Archive for November, 2004
6 Nov, 2004
Keeping Evil Thoughts to Oneself
I listened as my friend told me how terrible so-and-so was. How he was “all talk, no action”, and that he dreaded the thought of his pairing up with so-and-so during certain times.
I wondered if I should have been listening to this.
Too many times have I been subjected through this behind-the-back bad-mouthing only to build up a certain bias against the person being bad-mouthed, even after I consciously build up resistance to this gossip.
I make it a personal promise never to talk behind another’s back, unless it benefits that other. If you talk bad behind another’s back, it shows more of your own character than the person you are talking about.
6 Nov, 2004
Fieldcamp
I came back from fieldcamp just yesterday. Quite far from what I had expected — it was pure hell.
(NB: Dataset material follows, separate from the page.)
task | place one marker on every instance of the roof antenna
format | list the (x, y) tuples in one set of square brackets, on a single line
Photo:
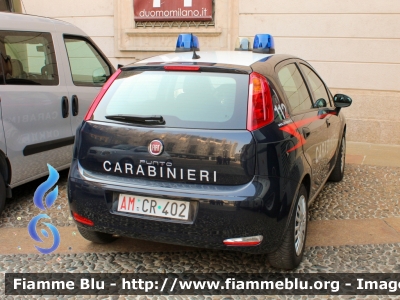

It is a wonder I managed to go through all of it without breaking at some point; I was absolutely tempted to just scream and shout and act like I had really lost it. Alas, I maintained my sane fascade and pushed through… just.
It was not so much the physical aspects of fieldcamp that made it so hellish; it was more of a mind game, me versus myself. My fondness for cleanliness and hygiene, so long held sacred by me, had to be cast aside, replaced by dirt and grime.
And the feeling of powerlessness, that one cannot do anything to escape one’s circumstances, was horrible. To go against anyone ranked higher, would constitute and offence — no longer can you fight individuals; to stand up now would be standing up against the government, standing up against the country.
I wonder though, when the time comes, if I would stay and fight a war for Singapore — just what is it that makes one willing to die for a country?